辻様:私たちティアは、単に事業規模を拡大したいわけではありません。売主様が大切に育んでこられた「想い」や、そこで働く「人」を引き継いでいくことこそが、M&Aの本質だと考えています。
「社員が幸せになれる」と信じて託してくださったこのバトンをしっかりと受け継ぎ、北海道の地においても、ご遺族に寄り添う最高のサービスを提供し続けていきたいと思います。

-ご譲渡オーナー様からのコメント
当社は札幌の地で、葬儀という人生の大切な節目に寄り添う仕事を続けてまいりました。
その歩みを支えてくれたのは、何よりも現場で誠実に向き合ってくれた社員一人ひとりです。
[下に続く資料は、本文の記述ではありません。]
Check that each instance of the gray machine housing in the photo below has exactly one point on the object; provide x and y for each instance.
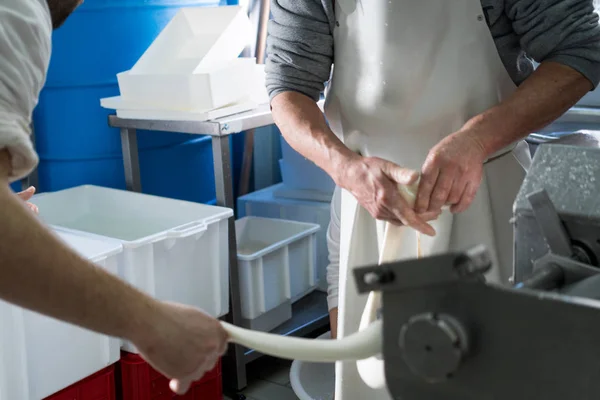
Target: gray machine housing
(450, 335)
(570, 175)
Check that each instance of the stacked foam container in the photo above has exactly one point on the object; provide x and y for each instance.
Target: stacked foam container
(171, 249)
(192, 72)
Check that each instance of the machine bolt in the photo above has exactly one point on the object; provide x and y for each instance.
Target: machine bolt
(378, 277)
(433, 346)
(371, 278)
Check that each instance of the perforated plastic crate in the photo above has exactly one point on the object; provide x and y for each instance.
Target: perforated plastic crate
(265, 203)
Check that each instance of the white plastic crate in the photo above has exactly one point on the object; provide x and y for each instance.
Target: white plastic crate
(40, 356)
(277, 262)
(173, 250)
(264, 203)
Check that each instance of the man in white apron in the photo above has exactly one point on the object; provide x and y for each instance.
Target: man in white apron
(421, 86)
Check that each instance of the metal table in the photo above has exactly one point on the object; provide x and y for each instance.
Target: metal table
(310, 313)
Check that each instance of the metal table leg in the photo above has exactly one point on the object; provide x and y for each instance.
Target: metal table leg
(131, 160)
(235, 365)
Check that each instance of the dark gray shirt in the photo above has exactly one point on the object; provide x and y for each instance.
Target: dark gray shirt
(300, 43)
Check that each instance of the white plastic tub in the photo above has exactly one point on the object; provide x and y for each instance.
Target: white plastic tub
(313, 381)
(265, 203)
(173, 250)
(277, 262)
(40, 356)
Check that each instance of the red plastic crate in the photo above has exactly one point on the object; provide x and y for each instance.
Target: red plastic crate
(141, 382)
(100, 386)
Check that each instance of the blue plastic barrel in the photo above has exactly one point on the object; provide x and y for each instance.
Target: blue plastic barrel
(74, 142)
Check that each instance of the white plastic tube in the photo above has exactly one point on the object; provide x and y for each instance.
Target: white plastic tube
(366, 344)
(358, 346)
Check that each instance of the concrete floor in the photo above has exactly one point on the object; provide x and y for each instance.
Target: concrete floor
(269, 379)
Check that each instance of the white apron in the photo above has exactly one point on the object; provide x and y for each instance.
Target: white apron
(408, 73)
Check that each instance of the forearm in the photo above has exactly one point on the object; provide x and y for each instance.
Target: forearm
(303, 126)
(547, 94)
(38, 272)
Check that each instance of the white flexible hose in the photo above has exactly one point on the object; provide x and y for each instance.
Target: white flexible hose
(358, 346)
(363, 345)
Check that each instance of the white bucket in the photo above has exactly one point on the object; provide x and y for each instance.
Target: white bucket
(313, 381)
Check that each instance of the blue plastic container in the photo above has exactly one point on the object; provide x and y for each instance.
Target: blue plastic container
(16, 186)
(74, 142)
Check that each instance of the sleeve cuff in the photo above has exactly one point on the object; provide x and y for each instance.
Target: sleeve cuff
(587, 68)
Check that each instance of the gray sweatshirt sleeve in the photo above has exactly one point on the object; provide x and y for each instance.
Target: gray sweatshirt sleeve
(299, 47)
(564, 31)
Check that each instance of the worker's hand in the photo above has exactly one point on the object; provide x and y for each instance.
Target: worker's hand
(374, 183)
(183, 344)
(451, 174)
(26, 195)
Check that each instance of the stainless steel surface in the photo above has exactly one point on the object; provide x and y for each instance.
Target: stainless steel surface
(131, 161)
(234, 364)
(225, 126)
(308, 314)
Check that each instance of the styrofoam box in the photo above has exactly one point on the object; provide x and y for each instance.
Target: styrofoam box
(212, 88)
(173, 250)
(277, 262)
(40, 356)
(264, 203)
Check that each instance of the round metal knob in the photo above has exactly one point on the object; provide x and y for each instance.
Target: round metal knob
(433, 346)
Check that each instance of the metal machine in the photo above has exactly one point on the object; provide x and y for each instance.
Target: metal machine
(449, 335)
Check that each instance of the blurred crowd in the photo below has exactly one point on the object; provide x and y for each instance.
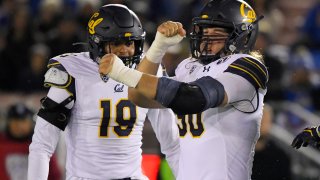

社員には感謝の気持ちしかありません。
今回の譲渡は、後継者不在という事情があったとはいえ、簡単に決断できるものではありませんでした。
しかし、ティア様とお会いし、企業としての理念や、ご遺族に寄り添う姿勢、そして何より「人を大切にされる」考え方に触れる中で、「この会社であれば、安心して社員と事業を託せる」と確信するに至りました。
M&Aにはさまざまなイメージがあるかもしれませんが、今回の取り組みを通じて、会社や文化、想いをしっかり引き継ぎながら、未来につなげていく選択肢があることを実感いたしました。
このお話をいただいた当初は不安な気持ちもありましたが、みつきコンサルティングの担当者に長期間にわたり丁寧に伴走いただき、安心して最後まで進めることができました。
これからはティア様のもとで、当社の会館・社員がさらに活躍し、地域の皆様により良いサービスを提供していけることを心より願っております。
-本日は貴重なお話をありがとうございました。【インタビュー後記】
今回のインタビューを通じて思いを強くしたのは、M&Aが決して単なるマッチングや数字だけの取引ではないということです。
「人」や「想い」も会社組織を構成する重要な要素であり、それらすべてを託し、責任を持って次へつないでいくことこそが、M&Aの本質なのだと実感しました。